Towards a Sweetpotato Genomic-Enabled Breeding:

Optimizing Two-Stage Analysis of Multi-Environment Augmented Trials

Saulo Chaves

San Diego, USA
January 2026

Objectives

  • To provide a brief overview about the importance of sweetpotato breeding in developing countries
  • To demonstrate the importance of genomic selection as a feasible strategy in sweetpotato breeding
  • To show the utility of a proper two-stage analysis when facing complex situations

Content

  1. Background
    • Sweetpotato breeding
    • Genomic selection
  2. Population
    • Material and experimental design
  3. Models and outputs
    • Two-stage models
    • Single-stage models
  4. Wrap-up

Background

Sweetpotato

  • High production and consumption in Sub-Saharan Africa
    • 3rd most important food crop in 7 Eastern and Central African countries
    • 4th in 6 Southern African countries
    • 8th in 4 of Western African countries

Sweetpotato

  • Tolerates marginal growing conditions
  • Provides more edible energy per hectare per day than wheat, rice and cassava
  • A valuable source of vitamins A, B, C, and E

Sweetpotato

Orange-fleshed sweetpotato

“Just 125 g of fresh roots from most orange-fleshed varieties contain enough beta-carotene to provide the daily pro-vitamin A needs of a preschooler”

CIP

Sweetpotato breeding


Genomic selection

Modelling strategies

  • Single-stage model

\[ \boldsymbol{y} = \boldsymbol{X}\boldsymbol{b} + \boldsymbol{Z}\boldsymbol{g} + \boldsymbol{\varepsilon} \]

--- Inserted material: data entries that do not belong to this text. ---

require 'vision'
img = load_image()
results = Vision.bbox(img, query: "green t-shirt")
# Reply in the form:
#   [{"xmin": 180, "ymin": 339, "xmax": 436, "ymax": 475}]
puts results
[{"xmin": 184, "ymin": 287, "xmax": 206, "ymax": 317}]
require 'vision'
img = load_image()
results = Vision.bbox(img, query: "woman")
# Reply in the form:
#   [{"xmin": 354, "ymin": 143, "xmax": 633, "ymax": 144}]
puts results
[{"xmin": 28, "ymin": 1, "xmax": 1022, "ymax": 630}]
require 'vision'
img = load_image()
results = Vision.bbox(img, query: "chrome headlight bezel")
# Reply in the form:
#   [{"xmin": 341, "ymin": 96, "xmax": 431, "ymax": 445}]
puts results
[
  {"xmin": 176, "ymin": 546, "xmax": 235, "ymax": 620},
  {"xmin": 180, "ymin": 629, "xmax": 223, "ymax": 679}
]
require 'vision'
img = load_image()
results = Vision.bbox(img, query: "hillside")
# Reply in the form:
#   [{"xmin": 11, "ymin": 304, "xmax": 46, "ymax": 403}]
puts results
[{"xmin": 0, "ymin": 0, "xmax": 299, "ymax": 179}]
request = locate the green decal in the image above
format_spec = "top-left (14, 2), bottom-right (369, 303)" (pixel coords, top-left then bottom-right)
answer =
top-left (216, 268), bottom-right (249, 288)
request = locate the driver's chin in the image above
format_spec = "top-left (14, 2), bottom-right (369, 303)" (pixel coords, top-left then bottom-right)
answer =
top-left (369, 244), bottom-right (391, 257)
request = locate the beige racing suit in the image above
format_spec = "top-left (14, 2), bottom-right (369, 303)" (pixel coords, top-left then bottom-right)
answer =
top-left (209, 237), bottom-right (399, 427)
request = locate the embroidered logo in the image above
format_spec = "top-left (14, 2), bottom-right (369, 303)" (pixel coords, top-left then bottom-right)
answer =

  • Plot-level multi-environment model
    • Gold-standard practice
    • No loss of information
  • Two-stage model
  • Single-environment model
    • Obtain adjusted means: \(\boldsymbol{y} = \boldsymbol{X}_1\boldsymbol{b} + \boldsymbol{X}_2\boldsymbol{g} + \boldsymbol{\varepsilon}\)
  • Weighted multi-environment model
    • Obtain GEBVs: \(\boldsymbol{\bar{y}} = \boldsymbol{X}\boldsymbol{e} + \boldsymbol{Z}\boldsymbol{g} + \boldsymbol{\varepsilon}\)

Modelling strategies

  • If single-stage models are gold standard, why using two-stage models?
    • Lack of computational resource
    • Data availability (e.g.: historical data)
    • Complexity of single-stage models

Hypothesis and objective

Considering that the efficiency of the two-stage approach relies heavily on the quality of the adjusted means obtained in the first stage, our goal was to test the hypothesis that dBLUPs or pedigree-based dBLUPs (dABLUPs) would be more appropriate as inputs for second-stage models than BLUEs

Population

Population

  • 1,138 test clones
    • Two pools: partial diallel
    • ~20 parents each
  • 39 parents
  • 8 checks
  • Trait: storage root yield

Genotyping

Models and outputs

Single-environment analyses

\[ \boldsymbol y = \boldsymbol 1 \mu + \boldsymbol{X}_1 \boldsymbol b + \boldsymbol{X}_2 \boldsymbol t + \boldsymbol{Z}_1 \boldsymbol g + \boldsymbol {Z}_2 \boldsymbol r + \boldsymbol Z_3 \boldsymbol c + \boldsymbol Z_4 \boldsymbol{rc} + \boldsymbol \varepsilon \]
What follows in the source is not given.